UKB genomes were processed at AstraZeneca using the provided CRAM format files. A custom-built Amazon Web Services cloud compute platform running Illumina DRAGEN Bio-IT Platform Germline Pipeline (v.3.7.8) was used to align the reads to the GRCh38 genome reference and to call small variants. Variants were annotated using SnpEff (v.4.3)64 against Ensembl (Build 38.92)65.
Finally, 490,348 (99.99%) sequences remained after removing contaminated sequences (verifybamid_freemix ≥ 0.04) using VerifyBAMID66 or that had low CCDS coverage (<94.5% of CCDS r22 bases covered with ≥10-fold coverage).
UKB WGS cohort definition
For the remaining 490,348 WGS samples. we used KING (v.2.2.3)67 to identify individuals with first-degree relatives, which we then randomly pruned such that there were no pairs of samples with a kinship coefficient >0.354, to leave 490,216 (99.93%) WGS samples. We used peddy (0.4.2)68 and 1000genomes data to classify individuals into broad genetic ancestries (peddy_prob ≥ 0.9) using the gnomAD classifier69 to subdivide European (EUR) into NFE and ASJ individual broad genetic ancestries. We performed additional QC on NFE broad genetic ancestry samples using peddy-derived PCs, removing samples that fell outside 4 s.d. from the mean over the first four PCs. Next, we removed sex-discordant samples to leave 482,839 (98.4%) samples with TelSeq telomere length estimates (Extended Data Fig. 1). Final cohort sizes stratified by ancestry are described in Supplementary Table 1.
WES
Full details of the WES and subsequent variant calling and annotation of the UKB cohort are described in Wang et al.16. Briefly, genomic DNA underwent paired-end 75-bp WES at Regeneron Pharmaceuticals using the IDT xGen v.1 capture kit on the NovaSeq6000 platform. Reads were aligned to GRCh38 and small indels (inserts and deletions) and SNVs called using running Illumina DRAGEN Bio-IT Platform Germline Pipeline v.3.0.7. The resultant catalog of variants was annotated using snpEFF v.4.3 (ref. 64), Ensembl v.38.92 (ref. 65), REVEL70 and MTR71 scores.

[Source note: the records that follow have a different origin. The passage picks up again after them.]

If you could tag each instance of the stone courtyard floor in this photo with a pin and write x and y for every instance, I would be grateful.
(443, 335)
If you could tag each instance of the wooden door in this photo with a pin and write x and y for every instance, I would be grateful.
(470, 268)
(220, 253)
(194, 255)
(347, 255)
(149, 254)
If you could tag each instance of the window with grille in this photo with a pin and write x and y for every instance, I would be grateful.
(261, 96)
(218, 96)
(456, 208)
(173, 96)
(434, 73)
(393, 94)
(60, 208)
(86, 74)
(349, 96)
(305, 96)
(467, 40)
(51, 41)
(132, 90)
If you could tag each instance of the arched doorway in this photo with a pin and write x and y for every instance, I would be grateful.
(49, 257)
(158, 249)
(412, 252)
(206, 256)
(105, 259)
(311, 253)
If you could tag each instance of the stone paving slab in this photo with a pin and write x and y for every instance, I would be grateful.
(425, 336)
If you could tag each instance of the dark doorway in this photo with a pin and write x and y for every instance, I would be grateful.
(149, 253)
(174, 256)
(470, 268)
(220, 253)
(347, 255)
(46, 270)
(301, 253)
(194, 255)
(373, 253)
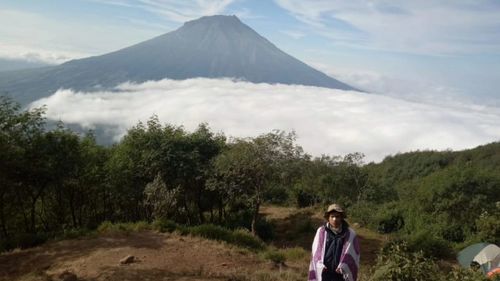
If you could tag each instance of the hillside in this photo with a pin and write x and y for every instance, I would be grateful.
(164, 256)
(211, 47)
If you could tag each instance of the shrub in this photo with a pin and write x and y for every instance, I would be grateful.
(124, 228)
(73, 233)
(265, 229)
(296, 253)
(397, 263)
(429, 244)
(463, 274)
(141, 226)
(239, 237)
(277, 257)
(211, 231)
(164, 225)
(389, 219)
(244, 238)
(488, 227)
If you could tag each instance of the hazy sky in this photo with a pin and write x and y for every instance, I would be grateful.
(450, 45)
(433, 62)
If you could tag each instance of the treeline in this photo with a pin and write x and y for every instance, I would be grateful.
(53, 181)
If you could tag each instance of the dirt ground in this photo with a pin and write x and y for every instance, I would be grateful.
(158, 257)
(163, 256)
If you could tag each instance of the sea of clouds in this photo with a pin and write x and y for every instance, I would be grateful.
(326, 121)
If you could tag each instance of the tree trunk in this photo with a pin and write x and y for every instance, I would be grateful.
(255, 217)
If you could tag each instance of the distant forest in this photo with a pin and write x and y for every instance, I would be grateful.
(54, 180)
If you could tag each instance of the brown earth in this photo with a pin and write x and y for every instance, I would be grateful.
(159, 256)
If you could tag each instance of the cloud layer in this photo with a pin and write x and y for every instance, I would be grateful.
(327, 121)
(417, 27)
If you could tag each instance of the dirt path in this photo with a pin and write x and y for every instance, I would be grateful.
(173, 257)
(159, 257)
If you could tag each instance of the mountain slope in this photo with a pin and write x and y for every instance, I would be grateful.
(213, 47)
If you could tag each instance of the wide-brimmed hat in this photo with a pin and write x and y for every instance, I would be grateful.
(334, 208)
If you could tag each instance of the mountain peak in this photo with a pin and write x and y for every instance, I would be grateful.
(211, 46)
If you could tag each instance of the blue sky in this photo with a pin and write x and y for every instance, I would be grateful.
(453, 45)
(432, 67)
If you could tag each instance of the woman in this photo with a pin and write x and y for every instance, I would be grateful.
(335, 249)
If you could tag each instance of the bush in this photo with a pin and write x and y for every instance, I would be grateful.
(296, 253)
(211, 231)
(488, 227)
(277, 257)
(244, 238)
(239, 237)
(164, 225)
(73, 233)
(463, 274)
(265, 229)
(397, 263)
(429, 244)
(389, 219)
(108, 227)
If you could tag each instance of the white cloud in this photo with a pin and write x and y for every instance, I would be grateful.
(327, 121)
(174, 10)
(53, 42)
(419, 27)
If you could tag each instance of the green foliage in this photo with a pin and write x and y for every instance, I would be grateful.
(265, 229)
(108, 227)
(488, 226)
(389, 218)
(239, 237)
(396, 263)
(463, 274)
(275, 256)
(429, 244)
(296, 253)
(164, 225)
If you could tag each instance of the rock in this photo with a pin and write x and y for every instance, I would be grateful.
(128, 259)
(67, 276)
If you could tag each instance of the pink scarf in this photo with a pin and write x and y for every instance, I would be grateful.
(349, 259)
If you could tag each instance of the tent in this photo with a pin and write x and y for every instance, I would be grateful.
(485, 254)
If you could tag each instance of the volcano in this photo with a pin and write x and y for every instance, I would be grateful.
(210, 47)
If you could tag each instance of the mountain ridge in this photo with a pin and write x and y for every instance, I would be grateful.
(211, 47)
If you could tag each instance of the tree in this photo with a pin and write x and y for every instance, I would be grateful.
(249, 166)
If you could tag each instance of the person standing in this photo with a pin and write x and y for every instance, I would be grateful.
(335, 249)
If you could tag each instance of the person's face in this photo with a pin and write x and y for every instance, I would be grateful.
(335, 219)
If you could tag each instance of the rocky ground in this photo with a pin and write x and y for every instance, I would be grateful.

Estimating telomere length from WGS data
We used TelSeq10 v.0.0.2 to estimate telomere length using WGS data in the quality-controlled cohort of 482,839 UKB individuals. We used read length (−r) 150 and k-mer size (−k) 10 to match the proportional threshold (40%) for a read to be classified as of telomeric origin, as described in Ding et al.10.
Quantitative PCR telomere length estimates
For qPCR telomere length measurements, we used those available through UKB (field ID 22191) derived from baseline samples for a total of 472,518 participants. We used a rank inverse, normal transformed, relative telomer to single copy gene (T:S)-adjusted ratios without further adjustment given the extensive QC already performed on these measurements72. In total we identified 9,852 (2%) of the qPCR samples that lacked a matching TelSeq telomere length estimate from downstream analyses. We found that qPCR measurements in this set were significantly longer when compared with samples with both TelSeq and qPCR metrics (Student’s t-test P = 8.86 × 10−42, two-sided, unadjusted, meanTelSeq&qPCR = 5.0 × 10−4, meanqPCR.only = 0.14).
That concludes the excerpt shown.